Author: Ali Smith, 2014.
Genre: Historical Fiction/Contemporary. Literary. Art. GLBT themes.
Other Details: Hardback. 372 pages.
'How to be both' is a novel all about art's versatility. Borrowing from painting's fresco technique to make an original literary double-take, it's a fast-moving genre-bending conversation between forms, times, truths and fictions. There's a renaissance artist of the 1460s. There's the child of a child of the 1960s. Two tales of love and injustice twist into a singular yarn where time gets timeless, structural gets playful, knowing gets mysterious, fictional gets real - and all life's givens get given a second chance. - synopsis from UK publisher's website.
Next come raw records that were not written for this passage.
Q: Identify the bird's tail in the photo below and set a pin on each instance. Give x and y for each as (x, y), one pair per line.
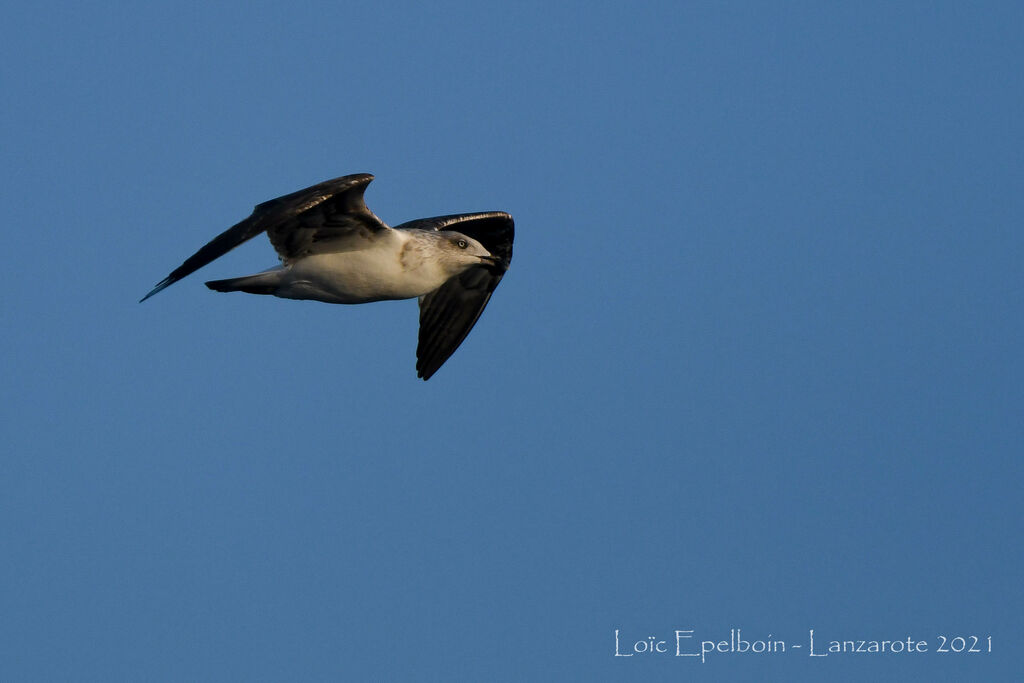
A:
(261, 283)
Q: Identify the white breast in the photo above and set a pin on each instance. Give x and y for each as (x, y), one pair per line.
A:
(386, 269)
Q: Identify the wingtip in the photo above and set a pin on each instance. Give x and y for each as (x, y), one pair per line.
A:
(162, 285)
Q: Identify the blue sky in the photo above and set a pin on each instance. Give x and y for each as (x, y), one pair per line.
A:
(757, 364)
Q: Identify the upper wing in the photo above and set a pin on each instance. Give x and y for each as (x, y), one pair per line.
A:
(448, 313)
(326, 212)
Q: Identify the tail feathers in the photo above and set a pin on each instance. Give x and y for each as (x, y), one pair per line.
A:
(263, 283)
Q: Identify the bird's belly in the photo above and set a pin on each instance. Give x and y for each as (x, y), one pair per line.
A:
(356, 276)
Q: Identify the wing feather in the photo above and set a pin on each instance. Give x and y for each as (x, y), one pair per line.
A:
(448, 313)
(328, 211)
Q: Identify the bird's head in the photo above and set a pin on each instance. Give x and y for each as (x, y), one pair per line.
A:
(462, 251)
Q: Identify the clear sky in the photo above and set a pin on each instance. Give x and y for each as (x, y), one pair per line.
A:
(757, 364)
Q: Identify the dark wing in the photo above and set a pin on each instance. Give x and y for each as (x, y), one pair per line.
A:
(297, 224)
(448, 313)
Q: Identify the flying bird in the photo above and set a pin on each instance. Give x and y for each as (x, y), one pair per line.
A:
(334, 249)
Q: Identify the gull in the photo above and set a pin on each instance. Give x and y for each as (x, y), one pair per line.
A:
(333, 249)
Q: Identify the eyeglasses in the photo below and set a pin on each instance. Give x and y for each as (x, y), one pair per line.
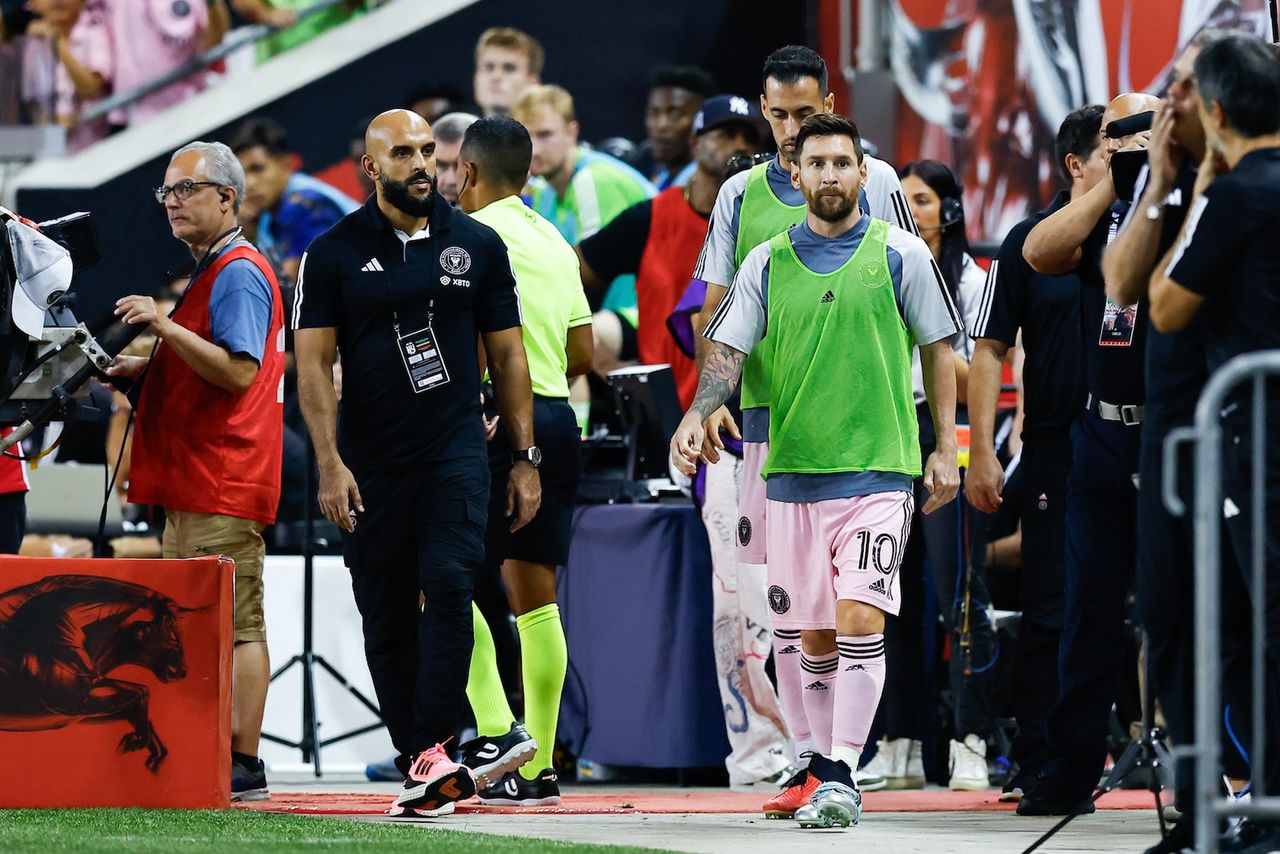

This novel was published in two formats. In half of the editions the story of Francesco del Cossa, an artist in 15th-century Ferrara, comes first and in the other half the story of George, a teenage girl living in present-day Cambridge coming to terms with the recent death of her mother, is first. My edition had Francesco's story first though Ali Smith has said it does not matter in which order the parts are read. In the novel she explores the nature of art as well as the fluidity of gender.
My initial impressions were not favourable and the first few pages left me feeling that I was not going to enjoy this. I am not a great fan of stream-of-consciousness and even more so when it involves a 15th century painter as the anachronisms made it clear that Smith was not attempting to create a sense of the period. However, despite this shaky start I was soon drawn in by the beauty of her lyrical writing. I was happier with the second part set in 2014.
There is a great deal about art in the novel, especially of the Renaissance period, and that held my attention. There is one scene in which George visits a gallery to view a painting by the artist featured in the first section that captured perfectly the experience of spending quality time with a work of art.
Overall, I found myself pleasantly surprised at how much I enjoyed the novel once past those opening pages and letting go of my expectations about historical fiction. It was indeed a novel that was playful in terms of its structure and I may well re-read.